Wasswa Mark Nyola

Personal information
- Born: 2000 (age 25–26) Kampala, Uganda

Chess career
- Country: Uganda
- Peak rating: 2263 (May 2026)

= Wasswa Mark Nyola =

Ugandan chess player (born 2000)

Wasswa Mark Nyola (born 2000) is a Ugandan chess player who competes internationally under the Uganda Chess Federation. He holds a FIDE classical rating above 2100 and has represented Uganda in regional and international open competitions.

== Chess career ==
Mark has been active on the international chess circuit, playing in rated events and maintaining an elo rating in all time controls. According to his FIDE profile, he held a classical rating of 2122 as of February 2026, with performances above 1900. He has competed in multinational open tournaments, including the 2025 Kitale Open in Kenya where he scored 5.5 out of 6 rounds to win the event, demonstrating strong performance against competitive fields.
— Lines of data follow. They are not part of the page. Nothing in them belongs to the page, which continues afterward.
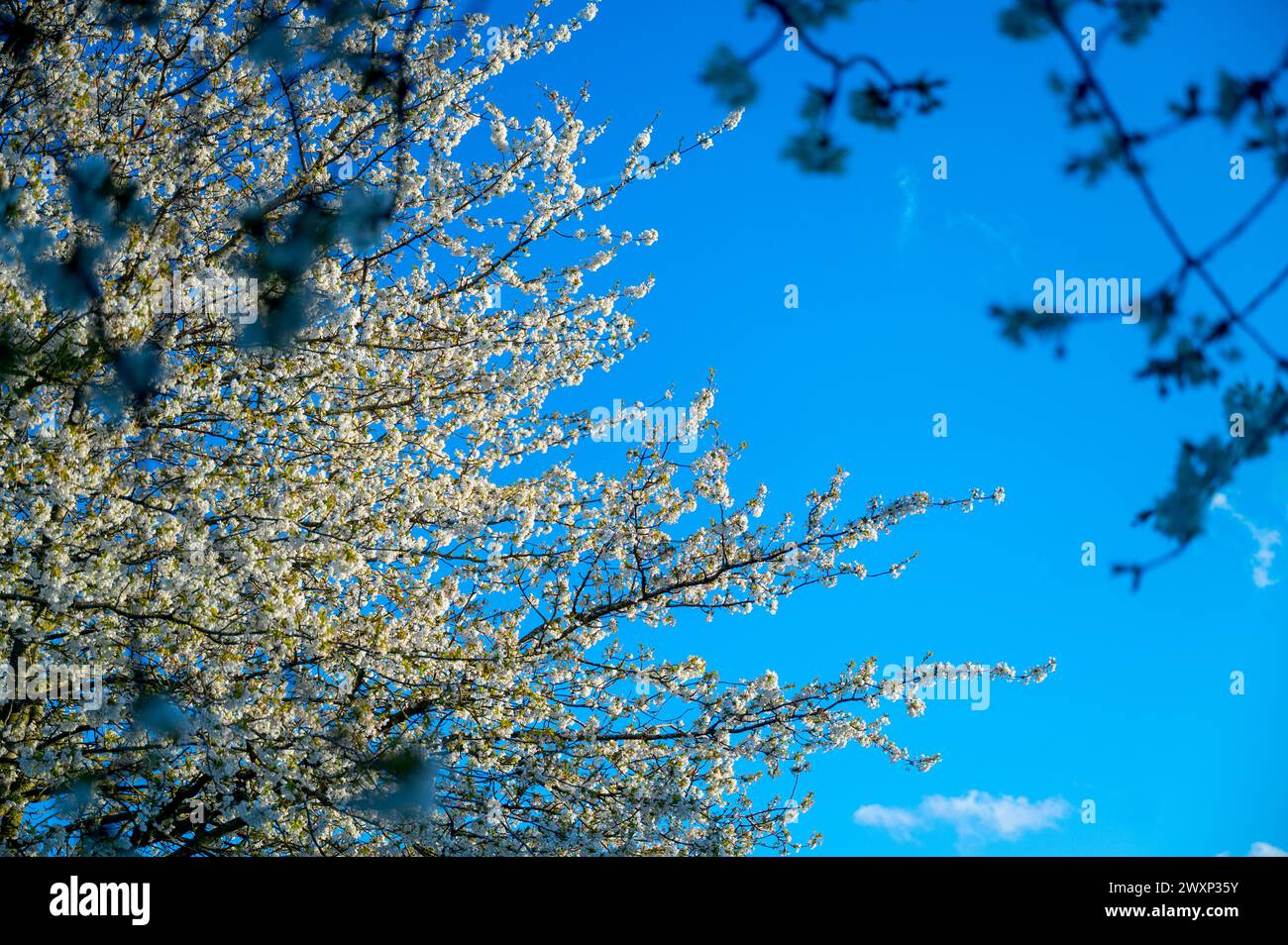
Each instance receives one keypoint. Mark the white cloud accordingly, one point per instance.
(1266, 541)
(977, 816)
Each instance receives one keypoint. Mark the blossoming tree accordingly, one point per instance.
(347, 591)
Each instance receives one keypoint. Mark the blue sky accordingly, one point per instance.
(897, 271)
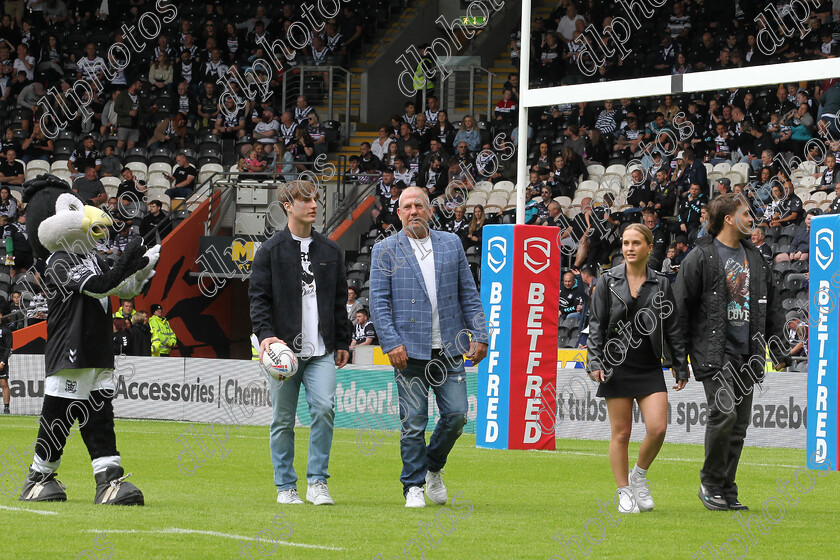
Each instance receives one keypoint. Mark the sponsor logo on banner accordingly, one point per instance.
(825, 247)
(494, 371)
(540, 245)
(533, 337)
(496, 253)
(823, 363)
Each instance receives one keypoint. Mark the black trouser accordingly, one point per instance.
(96, 424)
(730, 406)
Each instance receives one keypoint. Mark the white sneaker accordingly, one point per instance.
(288, 497)
(414, 497)
(435, 489)
(318, 494)
(640, 487)
(626, 501)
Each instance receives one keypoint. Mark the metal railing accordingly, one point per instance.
(458, 90)
(333, 72)
(227, 182)
(354, 189)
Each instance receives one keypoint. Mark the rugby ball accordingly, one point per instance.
(279, 361)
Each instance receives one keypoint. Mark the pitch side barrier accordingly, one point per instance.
(226, 394)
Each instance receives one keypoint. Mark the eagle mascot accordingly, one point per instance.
(80, 385)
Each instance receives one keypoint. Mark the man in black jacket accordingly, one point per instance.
(5, 353)
(728, 304)
(298, 291)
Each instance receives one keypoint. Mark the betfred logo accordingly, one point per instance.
(496, 251)
(825, 247)
(532, 259)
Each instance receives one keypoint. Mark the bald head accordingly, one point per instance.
(411, 193)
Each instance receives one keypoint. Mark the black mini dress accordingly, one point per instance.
(639, 373)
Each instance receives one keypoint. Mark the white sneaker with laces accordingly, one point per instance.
(288, 497)
(318, 494)
(626, 501)
(414, 497)
(640, 487)
(435, 489)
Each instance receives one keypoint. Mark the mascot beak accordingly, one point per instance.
(96, 222)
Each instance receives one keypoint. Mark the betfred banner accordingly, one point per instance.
(494, 370)
(520, 293)
(823, 342)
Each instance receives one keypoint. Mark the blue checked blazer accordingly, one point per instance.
(401, 309)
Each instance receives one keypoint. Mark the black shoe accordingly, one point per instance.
(111, 489)
(734, 504)
(712, 498)
(40, 487)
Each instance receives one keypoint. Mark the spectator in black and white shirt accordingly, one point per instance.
(302, 110)
(267, 131)
(402, 173)
(607, 121)
(364, 334)
(829, 177)
(789, 209)
(11, 171)
(214, 68)
(287, 129)
(88, 156)
(230, 123)
(8, 205)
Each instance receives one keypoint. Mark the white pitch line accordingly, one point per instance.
(679, 459)
(38, 511)
(385, 442)
(180, 531)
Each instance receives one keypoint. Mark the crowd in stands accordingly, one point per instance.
(597, 167)
(156, 119)
(680, 36)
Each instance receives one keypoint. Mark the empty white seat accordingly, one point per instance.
(744, 170)
(159, 169)
(207, 170)
(723, 167)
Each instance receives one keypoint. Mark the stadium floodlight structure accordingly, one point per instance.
(643, 87)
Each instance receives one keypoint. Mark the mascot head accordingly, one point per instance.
(58, 220)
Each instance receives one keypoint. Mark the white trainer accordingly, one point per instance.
(414, 497)
(640, 487)
(318, 494)
(626, 501)
(288, 497)
(435, 489)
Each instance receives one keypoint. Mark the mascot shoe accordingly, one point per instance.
(40, 487)
(112, 489)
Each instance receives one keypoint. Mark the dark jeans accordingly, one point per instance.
(447, 379)
(730, 407)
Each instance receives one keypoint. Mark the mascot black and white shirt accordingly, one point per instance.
(77, 323)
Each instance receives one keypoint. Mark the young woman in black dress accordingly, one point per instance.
(632, 317)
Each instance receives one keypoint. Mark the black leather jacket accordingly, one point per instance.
(609, 310)
(702, 297)
(275, 287)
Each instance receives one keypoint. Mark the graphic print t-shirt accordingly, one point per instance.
(311, 342)
(737, 272)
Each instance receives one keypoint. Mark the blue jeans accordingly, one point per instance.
(179, 192)
(448, 380)
(318, 377)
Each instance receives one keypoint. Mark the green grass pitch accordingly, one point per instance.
(503, 504)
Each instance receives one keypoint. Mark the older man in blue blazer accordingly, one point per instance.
(425, 306)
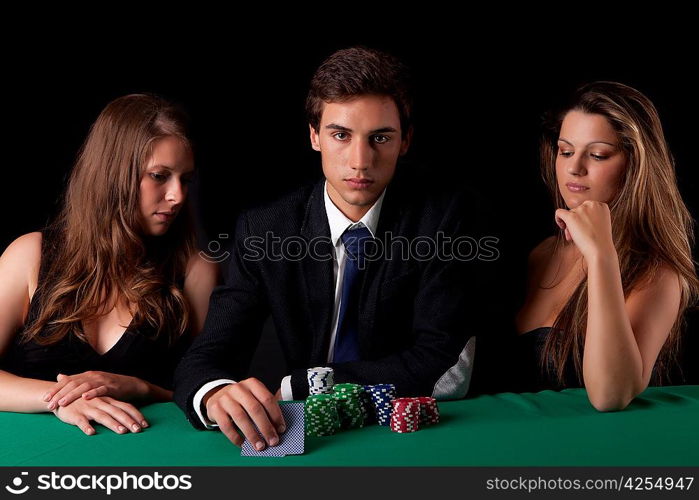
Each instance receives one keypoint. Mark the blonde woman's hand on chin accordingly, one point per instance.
(589, 227)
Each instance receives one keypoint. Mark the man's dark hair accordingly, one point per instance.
(356, 71)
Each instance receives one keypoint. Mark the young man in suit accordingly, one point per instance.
(366, 285)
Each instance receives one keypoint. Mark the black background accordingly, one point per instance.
(480, 93)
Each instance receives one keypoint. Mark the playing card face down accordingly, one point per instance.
(291, 442)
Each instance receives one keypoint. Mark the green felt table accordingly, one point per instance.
(661, 428)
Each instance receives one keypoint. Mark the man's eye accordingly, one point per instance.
(158, 177)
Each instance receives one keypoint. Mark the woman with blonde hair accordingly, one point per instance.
(96, 308)
(606, 295)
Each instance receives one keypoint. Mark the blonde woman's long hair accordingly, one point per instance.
(651, 225)
(98, 247)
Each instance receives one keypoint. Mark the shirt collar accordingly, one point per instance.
(339, 223)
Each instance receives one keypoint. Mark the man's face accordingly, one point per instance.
(359, 141)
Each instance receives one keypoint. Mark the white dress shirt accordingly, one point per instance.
(338, 223)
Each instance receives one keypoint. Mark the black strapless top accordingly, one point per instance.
(529, 375)
(136, 353)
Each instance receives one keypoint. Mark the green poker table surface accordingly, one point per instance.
(660, 428)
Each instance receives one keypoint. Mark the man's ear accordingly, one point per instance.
(405, 143)
(315, 140)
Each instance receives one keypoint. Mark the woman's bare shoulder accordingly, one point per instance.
(22, 259)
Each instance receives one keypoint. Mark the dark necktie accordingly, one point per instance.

Mark has also participated as part of national selections and qualifiers for major competitions. He was named among prominent Ugandan players contending in national Grand Prix standings and Olympiad qualifying events. In February 2026, he won the 2026 Uganda National Chess Championship in the open category, defeating several titled players to claim his first national title and earn qualification to represent Uganda at the 46th Chess Olympiad. The final standings updated on 22 February 2026. The 46th Chess Olympiad will be held in Samarkand, Uzbekistan, in September 2026 as the host city for the international team chess competition organized by the International Chess Federation (FIDE).
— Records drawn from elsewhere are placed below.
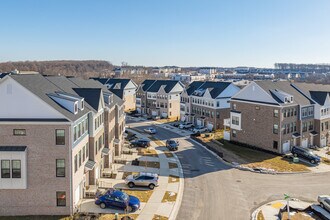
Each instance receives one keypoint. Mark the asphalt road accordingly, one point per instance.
(212, 190)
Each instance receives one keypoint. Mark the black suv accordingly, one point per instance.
(140, 143)
(305, 154)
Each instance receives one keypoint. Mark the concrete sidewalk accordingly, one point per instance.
(155, 205)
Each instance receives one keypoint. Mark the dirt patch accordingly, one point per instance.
(150, 164)
(159, 217)
(169, 197)
(173, 179)
(254, 158)
(147, 152)
(143, 195)
(172, 165)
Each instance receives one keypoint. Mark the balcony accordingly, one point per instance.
(226, 122)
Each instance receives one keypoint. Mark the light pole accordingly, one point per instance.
(287, 198)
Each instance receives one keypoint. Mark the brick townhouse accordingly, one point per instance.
(54, 141)
(124, 89)
(207, 103)
(159, 98)
(272, 115)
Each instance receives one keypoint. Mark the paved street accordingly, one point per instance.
(216, 191)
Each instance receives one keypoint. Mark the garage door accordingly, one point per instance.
(286, 147)
(210, 126)
(304, 143)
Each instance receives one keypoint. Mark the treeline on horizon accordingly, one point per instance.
(77, 68)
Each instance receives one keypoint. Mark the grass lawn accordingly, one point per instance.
(159, 217)
(172, 165)
(143, 195)
(173, 179)
(256, 159)
(149, 164)
(147, 152)
(112, 216)
(169, 197)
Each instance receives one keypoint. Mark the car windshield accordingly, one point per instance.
(124, 197)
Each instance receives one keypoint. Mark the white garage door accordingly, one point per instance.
(286, 147)
(324, 142)
(304, 143)
(210, 126)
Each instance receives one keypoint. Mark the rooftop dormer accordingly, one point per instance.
(283, 96)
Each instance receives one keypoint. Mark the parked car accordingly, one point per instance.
(172, 144)
(150, 130)
(324, 201)
(143, 179)
(186, 125)
(140, 143)
(305, 154)
(118, 199)
(199, 129)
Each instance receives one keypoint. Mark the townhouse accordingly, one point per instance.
(124, 89)
(207, 103)
(159, 98)
(56, 137)
(272, 115)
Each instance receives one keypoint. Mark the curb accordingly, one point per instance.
(177, 204)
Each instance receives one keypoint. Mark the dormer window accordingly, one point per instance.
(75, 108)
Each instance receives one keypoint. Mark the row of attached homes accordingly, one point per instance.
(57, 136)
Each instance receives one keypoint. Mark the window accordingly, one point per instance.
(16, 169)
(275, 145)
(5, 168)
(60, 137)
(235, 120)
(75, 163)
(60, 199)
(60, 168)
(19, 132)
(275, 128)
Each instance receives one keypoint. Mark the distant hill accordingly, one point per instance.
(84, 68)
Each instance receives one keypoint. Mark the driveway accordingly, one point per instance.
(215, 191)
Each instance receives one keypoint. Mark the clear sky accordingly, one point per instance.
(167, 32)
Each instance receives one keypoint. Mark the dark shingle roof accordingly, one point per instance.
(215, 88)
(168, 85)
(193, 86)
(284, 86)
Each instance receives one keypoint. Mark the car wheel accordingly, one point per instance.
(102, 205)
(131, 185)
(151, 186)
(128, 209)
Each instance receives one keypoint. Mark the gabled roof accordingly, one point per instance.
(167, 84)
(286, 87)
(215, 88)
(193, 86)
(41, 87)
(145, 85)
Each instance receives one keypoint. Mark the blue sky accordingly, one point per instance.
(168, 32)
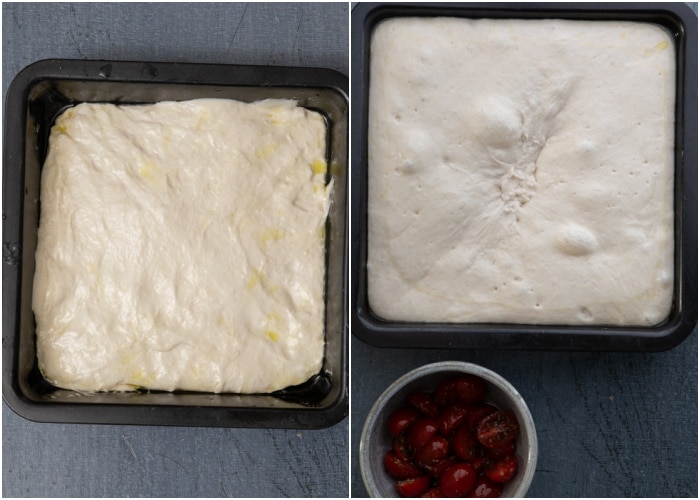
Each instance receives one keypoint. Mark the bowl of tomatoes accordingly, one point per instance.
(449, 429)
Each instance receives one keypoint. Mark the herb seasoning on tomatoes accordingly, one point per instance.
(451, 443)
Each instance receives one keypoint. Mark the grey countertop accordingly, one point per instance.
(608, 424)
(117, 461)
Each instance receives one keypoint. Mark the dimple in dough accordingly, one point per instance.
(181, 246)
(521, 171)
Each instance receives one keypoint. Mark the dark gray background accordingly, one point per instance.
(609, 424)
(96, 460)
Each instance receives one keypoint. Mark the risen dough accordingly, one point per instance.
(521, 171)
(181, 246)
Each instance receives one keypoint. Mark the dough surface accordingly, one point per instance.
(181, 246)
(521, 171)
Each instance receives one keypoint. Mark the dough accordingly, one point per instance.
(181, 246)
(521, 171)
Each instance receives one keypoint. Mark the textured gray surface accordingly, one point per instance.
(609, 424)
(94, 460)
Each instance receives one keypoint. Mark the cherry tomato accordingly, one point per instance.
(478, 412)
(413, 487)
(501, 451)
(502, 471)
(401, 448)
(451, 418)
(470, 389)
(457, 480)
(424, 403)
(440, 467)
(485, 488)
(400, 469)
(497, 429)
(451, 443)
(435, 450)
(481, 463)
(433, 493)
(465, 444)
(420, 432)
(402, 418)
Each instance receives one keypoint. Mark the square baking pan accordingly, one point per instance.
(35, 97)
(682, 22)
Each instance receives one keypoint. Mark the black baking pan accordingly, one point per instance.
(682, 22)
(35, 97)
== Education and other achievements ==
Mark is a student at Kampala University Main Campus in Ggaba, where he also represented his institution in national chess championships. At the Rwabushenyi Memorial National Chess Championship in 2025, he finished second, earning a silver medal and recognition for his performance.

== Style of play ==
Mark's recorded games show a diverse opening repertoire and competitive edge in both classical and rapid formats. His participation in international databases indicates usage of standard systems and solid middle-game play.